Trump, Kim converge in Singapore ahead of high-stakes summit
President Donald Trump and North Korean leader Kim Jong Un converged on this island city-state Sunday ahead of one of the most unusual and highly anticipated summits in recent world history, a sit-down meant to settle a standoff over Pyongyang’s nuclear arsenal.
Trump descended from Air Force One into the steamy Singapore night, greeting officials and declaring he felt “very good,’’ before he was whisked away to his hotel, driving along a route lined with police and photo-snapping onlookers. Trump travelled to Singapore from Canada, where he met with other world leaders whose countries make up the Group of Seven.
Hours earlier, a jet carrying Kim landed. After shaking hands with the Singapore foreign minister, Kim sped through the streets in a limousine, two large North Korean flags fluttering on the hood, surrounded by other black vehicles with tinted windows and bound for the luxurious and closely guarded St. Regis Hotel.
He and Trump are set to meet Tuesday morning in the first summit of its kind between a leader of North Korea and a sitting U.S. president.
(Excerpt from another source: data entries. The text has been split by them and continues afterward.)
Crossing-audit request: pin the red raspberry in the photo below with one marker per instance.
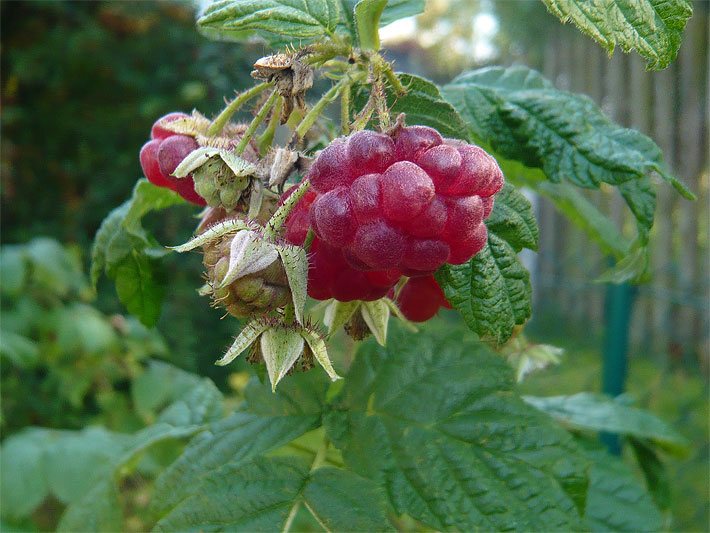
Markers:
(158, 132)
(420, 299)
(149, 164)
(160, 157)
(331, 273)
(410, 202)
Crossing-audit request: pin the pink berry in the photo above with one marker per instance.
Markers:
(149, 163)
(333, 216)
(158, 132)
(406, 191)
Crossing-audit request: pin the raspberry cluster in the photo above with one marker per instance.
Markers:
(329, 274)
(161, 155)
(421, 298)
(411, 201)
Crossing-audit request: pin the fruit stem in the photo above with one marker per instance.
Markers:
(233, 106)
(317, 109)
(276, 222)
(345, 110)
(267, 138)
(254, 124)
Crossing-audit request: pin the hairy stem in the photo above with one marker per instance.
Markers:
(233, 106)
(317, 109)
(276, 222)
(255, 123)
(267, 138)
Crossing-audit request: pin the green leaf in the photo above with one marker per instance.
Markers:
(656, 475)
(436, 420)
(424, 105)
(138, 289)
(269, 421)
(273, 20)
(513, 219)
(23, 485)
(109, 229)
(616, 500)
(652, 27)
(162, 386)
(21, 351)
(394, 10)
(492, 291)
(583, 214)
(13, 270)
(99, 510)
(522, 116)
(595, 412)
(367, 21)
(343, 501)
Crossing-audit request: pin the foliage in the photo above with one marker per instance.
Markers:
(425, 430)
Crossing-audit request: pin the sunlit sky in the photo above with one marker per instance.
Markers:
(485, 27)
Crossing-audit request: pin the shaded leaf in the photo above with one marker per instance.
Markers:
(492, 291)
(595, 412)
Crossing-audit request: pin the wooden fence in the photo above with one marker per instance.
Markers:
(671, 312)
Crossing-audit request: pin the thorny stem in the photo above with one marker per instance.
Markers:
(233, 106)
(267, 138)
(317, 109)
(318, 460)
(255, 123)
(276, 222)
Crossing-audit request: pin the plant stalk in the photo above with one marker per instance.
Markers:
(233, 106)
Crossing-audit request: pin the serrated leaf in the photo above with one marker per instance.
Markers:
(260, 495)
(522, 116)
(195, 160)
(616, 500)
(595, 412)
(338, 313)
(109, 228)
(280, 348)
(19, 350)
(320, 352)
(434, 418)
(513, 219)
(23, 483)
(268, 421)
(652, 27)
(376, 315)
(492, 291)
(98, 510)
(273, 20)
(585, 215)
(248, 253)
(367, 22)
(246, 338)
(138, 289)
(424, 105)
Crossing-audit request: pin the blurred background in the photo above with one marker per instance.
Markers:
(82, 82)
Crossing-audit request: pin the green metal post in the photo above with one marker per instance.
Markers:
(619, 306)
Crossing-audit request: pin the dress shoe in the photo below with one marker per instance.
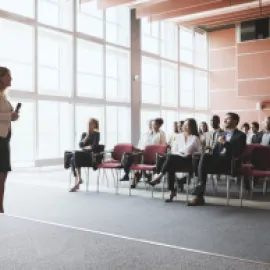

The North has faced crippling diplomatic and economic sanctions as it has advanced development of its nuclear and ballistic missile programs.
Kim smiled broadly Sunday evening as he met with Singapore Prime Minister Lee Hsien Loong.
“The entire world is watching
the historic summit between (North Korea) and the United States of America, and thanks to your sincere efforts ... we were able to complete the preparations for the historic summit,’’ Kim told Lee through an interpreter.
Trump is set to meet with Lee on Monday.
Trump has said he hopes to make a legacy-defining deal for the North to give up its nuclear weapons, though he has recently sought to manage expectations, saying that it may take more than one meeting.
The North, many experts believe, stands on the brink of being able to target the entire U.S. mainland with its nucleararmed missiles, and while there’s deep skepticism that
Kim will quickly give up those hard-won nukes, there’s also some hope that diplomacy can replace the animosity between the U.S. and the North.
U.S. and North Korean officials are set to meet Monday morning in Singapore to make final preparations for Tuesday’s meeting. White House press secretary Sarah Huckabee Sanders said Sung Kim, the U.S. ambassador to the Philippines who has taken the lead on policy negotiations with the North, will hold a “working group’’ with a North Korean delegation.
The North Korean autocrat’s every move will be followed by 3,000 journalists who have converged on Singapore, and by gawkers around the world,
up until he shakes hands with Trump on Tuesday. It’s a reflection of the intense global curiosity over Kim’s sudden turn to diplomacy in recent months after a slew of North Korean nuclear and missile tests last year raised serious fears of war.
Part of the interest in Tuesday’s summit is simply because Kim has had limited appearances on the world stage. He has only publicly left his country three times since taking power after his father’s death in late 2011 — travelling twice to China and once across his shared border with the South to the southern part of the Demilitarized Zone in recent summits with the leaders of China and South Korea, respectively.